Tutorial

Basics

In this tutorial you will create a basic pyGRID script that defines a basic job to submit to the queue manager. This doc will first describe the structure of a script from an example and then provides instructions on how to submit the job using pyGRID.

The script

Here is your first pyGRID script, copy its text and save it on a file called basicTest.xml.

<?xml version="1.0"?>
<simulations>

    <sim_element N="basicJob">
        <S>/bin/bash</S>
        <j>y</j>
        <cwd />
        <code> echo "Basic Job" </code>
    </sim_element>

</simulations>

pyGRID uses XML syntax to define jobs that you want to submit to the queue manager.

The first line, <?xml ...>, specifies the encoding and XML version and it is mandatory so copy and paste it on every pyGRID file you make.

The <simulations> element is also mandatory, and encloses the definition of the job we want to submit.

Jobs in pyGRID are defined with the <sim_element N="..."> tag that requires at least one argument, N, containing the name of the job we will submit to the queue manager, in this case basicJob and anotherJob. A pyGRID file can contain as many job definitions as you wish and each definition will be identified by the name of the job.

Inside the <sim_element > we define the options of the job we want pyGRID to pass to the queue manager. At the moment pyGRID supports only clusters running SUN GRID ENGINE and as such it conforms to the syntax of qsub. If you are already familiar with qsub you will be happy to know that you can define all the options accepted by qsub inside <sim_element >. You just have to swap the qsub’s

-OPTION_NAME_1 OPTION_VALUE
-OPTION_NAME_2

notations for pyGRID’s

<OPTION_NAME_1> OPTION_VALUE </OPTION_NAME_1>
<OPTION_NAME_2 />

Notice that qsub option flags gets translated to self-closing XML tags in pyGRID.
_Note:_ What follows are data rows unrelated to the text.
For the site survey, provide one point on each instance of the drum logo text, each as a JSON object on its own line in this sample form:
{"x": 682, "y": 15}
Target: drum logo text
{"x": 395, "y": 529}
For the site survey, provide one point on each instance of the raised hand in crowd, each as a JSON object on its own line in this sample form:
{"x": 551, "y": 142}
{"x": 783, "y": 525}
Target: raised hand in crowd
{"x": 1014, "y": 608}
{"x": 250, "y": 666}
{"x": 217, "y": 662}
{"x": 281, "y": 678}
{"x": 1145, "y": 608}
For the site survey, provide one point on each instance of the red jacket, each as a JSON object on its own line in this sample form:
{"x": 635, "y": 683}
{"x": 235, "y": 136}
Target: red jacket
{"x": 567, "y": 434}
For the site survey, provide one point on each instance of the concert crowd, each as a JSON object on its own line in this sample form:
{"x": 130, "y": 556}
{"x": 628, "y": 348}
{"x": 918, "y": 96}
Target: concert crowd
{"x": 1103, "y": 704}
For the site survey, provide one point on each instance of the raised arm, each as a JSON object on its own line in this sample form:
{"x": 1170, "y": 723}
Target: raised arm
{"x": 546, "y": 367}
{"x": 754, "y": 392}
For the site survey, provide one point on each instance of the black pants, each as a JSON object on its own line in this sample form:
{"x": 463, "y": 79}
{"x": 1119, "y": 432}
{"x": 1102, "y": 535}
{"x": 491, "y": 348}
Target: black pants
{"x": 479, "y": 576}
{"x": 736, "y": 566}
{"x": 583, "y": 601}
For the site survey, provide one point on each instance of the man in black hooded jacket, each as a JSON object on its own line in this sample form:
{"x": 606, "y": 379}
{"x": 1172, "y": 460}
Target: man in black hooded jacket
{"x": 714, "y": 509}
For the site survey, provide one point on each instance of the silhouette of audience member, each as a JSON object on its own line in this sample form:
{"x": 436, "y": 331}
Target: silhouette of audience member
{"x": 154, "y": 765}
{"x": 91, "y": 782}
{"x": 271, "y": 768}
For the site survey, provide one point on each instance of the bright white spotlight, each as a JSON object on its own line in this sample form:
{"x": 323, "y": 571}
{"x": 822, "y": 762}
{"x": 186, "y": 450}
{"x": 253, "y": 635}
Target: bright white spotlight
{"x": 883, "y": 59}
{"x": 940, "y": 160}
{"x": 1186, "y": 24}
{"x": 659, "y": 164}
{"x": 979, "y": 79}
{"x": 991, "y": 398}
For the script introduced above the

<S>/bin/bash</S>
<j>y</j>
<cwd />

elements are translated by pyGRID to the qsub options

-S /bin/bash -j y -cwd

If you are not familiar with qsub and want to know about its options visit the man page.

You may have noticed from the script above that pyGRID introduces two differences with respect to the qsub syntax. You have already encountered the first, the name of the job, that is defined as an attribute of the <sim_element > and not as an option inside it.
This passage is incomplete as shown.